Publié le 08 juin 2009 par Benjamin Tolman
Souffrance psychique Agrandir l'image

Paru le 2009-06-08 12:04:00

France - Une enquête TNS Healthcare révèle que la moitié des Français souffrent ou ont déjà souffert de troubles psychiques gênants au quotidien, sans pour autant aller consulter un spécialiste dès leur apparition.

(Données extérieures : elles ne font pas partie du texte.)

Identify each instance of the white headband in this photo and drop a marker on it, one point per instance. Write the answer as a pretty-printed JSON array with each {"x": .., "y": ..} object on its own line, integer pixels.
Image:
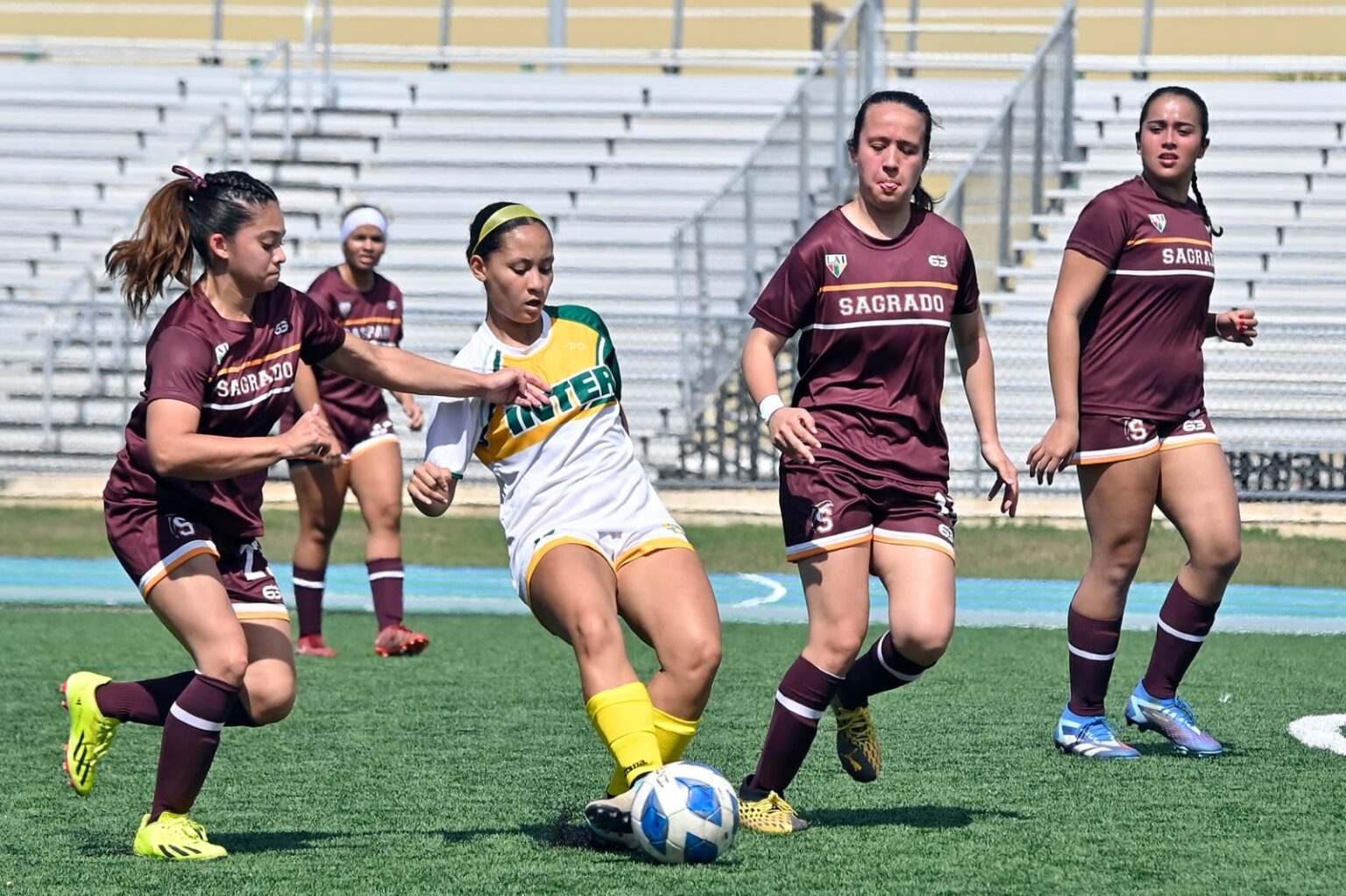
[{"x": 361, "y": 217}]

L'enquête a été réalisée auprès de 482 adultes à la demande de la Fondation Pierre Deniker, impliquée dans l'information et la recherche clinique sur la santé mentale. Elle montre que la moitié des Français connaît ou a connu des phases de fragilité mentale. Ils sont 13 % à se dire aujourd'hui fragiles psychologiquement, en moyenne depuis sept ans.
Ces personnes en souffrance psychologique sont plutôt des femmes, leur âge moyen se situe entre 35 et 49 ans, elles viennent plutôt d'une catégorie socioprofessionnelle intermédiaire et ont souvent des enfants de moins de 15 ans à charge.
Le travail est la principale cause de détresse psychologique, 71 % des personnes en souffrance parlent de problèmes liés à leur emploi (stress, peur du licenciement, chômage), 55 % évoquent des problèmes d'ordre familial ou sentimental. Le Pr Ollié, président de la Fondation, parle d'un travail autrefois pénible physiquement et devenu désormais pénible psychiquement.
L'individualisme prime dans le milieu professionnel, les rythmes de travail sont plus intenses, l'emploi est précaire et l'employé souffre d'un manque de reconnaissance. Le Pr Ollié parle de fonctionnement « autistique », l'individu se replie sur lui-même, se cache derrière les écrans de télévision ou d'ordinateur au détriment de sa vie familiale et sociale.
Les personnes souffrant de détresse psychologique mettent parfois des mois, voire des années, à aller consulter un spécialiste, souvent quand les symptômes sont devenus intenses et se répercutent sur la vie quotidienne. Les traitements interviennent alors souvent avec cinq ou dix ans de retard.
81 % des Français pensent que, pour aller mieux, il vaut mieux être « sage » et avoir une meilleure hygiène de vie. 41 % pensent qu'il faut prendre sur soi. Le Pr Ollié parle d'une tentation de déni de la maladie. Seulement, plus les symptômes sont traités tardivement, plus les conséquences peuvent être lourdes pour la vie du patient. C'est pourquoi le Pr Ollié souhaite qu'une personne en souffrance puisse demander une évaluation de toutes les stratégies qui pourraient l'aider à aller mieux, car « c'est rare qu'il n'y en ait qu'une ».